Les auteurs ne s’en cachent pas, ils oeuvrent pour la reconnaissance des risques sanitaires trop souvent négligés, occultés par les industriels et minimisés par des comités d’experts qui peinent à conserver leur indépendance. En matière de santé publique, soulignent-ils, les acteurs « doivent se contenter de bas niveaux de preuve pour mettre en place des plans de prévention qui, pour être efficaces, doivent s’appliquer à l’ensemble de la population ». Il faut donc prendre en compte les risques, et non le danger ; « si vous faites le pari de l’épidémiologie et de la certitude scientifique, vous risquez de ne pas protéger les populations pendant tout le temps que vous menez les études, le temps de savoir si l’évaluation des risques est pertinente ou pas ». Dans la jungle des rapports contradictoires et des avis scientifiques divergents, il faudrait donc se ranger en priorité aux côtés du plus alarmiste, à condition bien sûr qu’il respecte les critères de bonnes pratiques. Et pourtant, que d’incertitudes dans l’évaluation du risque, un océan de doute qu’André Cicollela et Dorothée Benoit-Browaeys ne cherchent pas à dissimuler. Ce n’est pas un hasard si les maladies les plus souvent citées comme possiblement secondaires à une intoxication chronique sont celles dont les causes et la physiopathologie demeurent inconnues (maladies d’Alzheimer et de Parkinson, autisme, sclérose en plaques, lupus érythémateux disséminé, sclérodermie, une liste à laquelle on peut incorporer le cancer), ou des entités pathologiques dont la réalité est controversée (fibromyalgie, syndrome d’hyperactivité de l’enfant, syndrome d’hypersensibilité chimique multiple, syndrome des bâtiments malsains, perte de tolérance déclenchée par les toxiques…).

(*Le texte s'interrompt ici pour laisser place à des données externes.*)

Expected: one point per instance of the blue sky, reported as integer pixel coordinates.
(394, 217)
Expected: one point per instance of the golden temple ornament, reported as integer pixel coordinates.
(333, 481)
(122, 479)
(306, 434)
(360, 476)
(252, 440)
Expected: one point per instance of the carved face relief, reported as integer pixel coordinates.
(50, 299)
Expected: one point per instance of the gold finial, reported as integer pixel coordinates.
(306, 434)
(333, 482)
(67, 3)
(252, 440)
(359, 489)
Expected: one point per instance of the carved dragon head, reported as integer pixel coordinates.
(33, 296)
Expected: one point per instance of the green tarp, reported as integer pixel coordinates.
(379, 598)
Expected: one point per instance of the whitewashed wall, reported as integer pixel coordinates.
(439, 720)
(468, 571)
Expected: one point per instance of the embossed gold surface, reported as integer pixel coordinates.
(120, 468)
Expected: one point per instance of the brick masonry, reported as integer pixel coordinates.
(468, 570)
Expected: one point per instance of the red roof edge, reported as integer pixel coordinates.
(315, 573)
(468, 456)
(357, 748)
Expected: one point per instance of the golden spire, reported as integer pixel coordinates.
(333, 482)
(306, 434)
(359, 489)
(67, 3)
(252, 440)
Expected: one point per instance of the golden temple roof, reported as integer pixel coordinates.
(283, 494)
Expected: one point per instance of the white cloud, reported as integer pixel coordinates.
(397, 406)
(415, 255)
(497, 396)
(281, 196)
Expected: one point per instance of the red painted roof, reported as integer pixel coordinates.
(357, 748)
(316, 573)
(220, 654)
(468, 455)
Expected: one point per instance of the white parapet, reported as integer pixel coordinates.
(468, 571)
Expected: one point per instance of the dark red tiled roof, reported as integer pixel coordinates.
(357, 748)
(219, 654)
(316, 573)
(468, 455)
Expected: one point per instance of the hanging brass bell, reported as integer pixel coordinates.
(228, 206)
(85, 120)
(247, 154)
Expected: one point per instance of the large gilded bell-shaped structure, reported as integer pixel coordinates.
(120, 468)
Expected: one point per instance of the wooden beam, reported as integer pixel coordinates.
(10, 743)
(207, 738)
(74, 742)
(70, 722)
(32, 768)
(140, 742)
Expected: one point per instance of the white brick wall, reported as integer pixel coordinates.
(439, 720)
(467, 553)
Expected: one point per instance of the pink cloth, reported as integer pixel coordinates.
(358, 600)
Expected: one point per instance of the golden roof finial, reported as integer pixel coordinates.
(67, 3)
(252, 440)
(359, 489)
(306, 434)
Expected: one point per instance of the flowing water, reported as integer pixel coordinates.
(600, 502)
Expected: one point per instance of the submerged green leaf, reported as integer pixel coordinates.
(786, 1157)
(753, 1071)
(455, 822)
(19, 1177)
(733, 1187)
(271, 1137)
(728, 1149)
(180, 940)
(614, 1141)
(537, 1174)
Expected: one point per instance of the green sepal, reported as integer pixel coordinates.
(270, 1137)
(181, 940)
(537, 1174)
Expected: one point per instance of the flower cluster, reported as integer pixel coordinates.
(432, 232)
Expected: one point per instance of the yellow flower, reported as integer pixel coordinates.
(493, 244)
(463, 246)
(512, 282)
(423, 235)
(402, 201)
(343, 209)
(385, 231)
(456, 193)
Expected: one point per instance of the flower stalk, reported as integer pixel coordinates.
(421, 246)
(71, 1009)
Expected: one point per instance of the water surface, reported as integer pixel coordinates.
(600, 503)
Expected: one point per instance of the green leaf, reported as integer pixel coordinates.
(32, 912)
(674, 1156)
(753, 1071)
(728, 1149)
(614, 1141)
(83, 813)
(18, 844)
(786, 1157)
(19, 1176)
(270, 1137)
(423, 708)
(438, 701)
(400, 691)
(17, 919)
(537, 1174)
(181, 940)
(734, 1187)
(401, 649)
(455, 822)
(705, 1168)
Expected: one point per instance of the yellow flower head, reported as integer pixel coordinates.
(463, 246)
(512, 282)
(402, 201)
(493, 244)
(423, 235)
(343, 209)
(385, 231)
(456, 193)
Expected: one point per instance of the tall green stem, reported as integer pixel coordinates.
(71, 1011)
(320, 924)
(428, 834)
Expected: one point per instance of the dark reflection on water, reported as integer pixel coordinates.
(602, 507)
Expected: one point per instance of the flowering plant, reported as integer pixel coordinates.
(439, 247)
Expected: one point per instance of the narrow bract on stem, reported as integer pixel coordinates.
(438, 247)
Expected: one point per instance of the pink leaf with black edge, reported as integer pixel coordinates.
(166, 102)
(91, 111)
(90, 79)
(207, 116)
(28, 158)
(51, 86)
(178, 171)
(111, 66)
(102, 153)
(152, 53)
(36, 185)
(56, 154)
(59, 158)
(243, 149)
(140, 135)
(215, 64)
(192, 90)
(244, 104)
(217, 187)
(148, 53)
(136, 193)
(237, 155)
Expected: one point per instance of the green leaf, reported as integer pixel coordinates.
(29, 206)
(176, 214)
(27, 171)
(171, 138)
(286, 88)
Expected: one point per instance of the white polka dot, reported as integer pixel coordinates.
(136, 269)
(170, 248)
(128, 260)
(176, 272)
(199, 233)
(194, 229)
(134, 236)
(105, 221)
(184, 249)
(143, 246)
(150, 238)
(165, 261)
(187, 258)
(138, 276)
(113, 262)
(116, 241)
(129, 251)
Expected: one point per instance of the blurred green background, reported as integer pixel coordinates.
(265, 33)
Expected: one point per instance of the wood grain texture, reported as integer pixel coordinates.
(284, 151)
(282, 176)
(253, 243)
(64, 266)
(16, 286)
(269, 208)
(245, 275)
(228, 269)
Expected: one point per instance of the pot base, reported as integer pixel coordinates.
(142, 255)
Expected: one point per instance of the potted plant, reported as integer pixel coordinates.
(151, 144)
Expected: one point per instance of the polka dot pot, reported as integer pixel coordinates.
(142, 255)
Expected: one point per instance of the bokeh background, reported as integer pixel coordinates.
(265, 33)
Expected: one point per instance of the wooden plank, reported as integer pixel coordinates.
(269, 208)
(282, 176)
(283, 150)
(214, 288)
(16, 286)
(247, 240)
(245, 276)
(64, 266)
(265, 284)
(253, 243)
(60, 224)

Cet ouvrage appelle à ouvrir un débat que pourrait nourrir chacune de ses pages. Il décrit des problèmes concrets et fournit assez de preuves pour qu’il soit impossible de les nier. Mais il ne se limite pas à dresser un bilan. Il ouvre des pistes intéressantes, à commencer par une proposition de loi pour la création d’un haut comité de l’expertise scientifique et la protection les lanceurs d’alerte. Une solution qui s’avérera fructueuse à la condition d’adopter la philosophie du Danish Board of Technology qui entend « combattre aussi bien les technophobies sans limite que la passion sans nuance pour la technologie ».
Appendices
Référence
- 1. Cicolella A, Benoit-Browaeys D. Alertes santé. Experts et citoyens face aux intérêts privés. Paris : Éditions Fayard, 2005.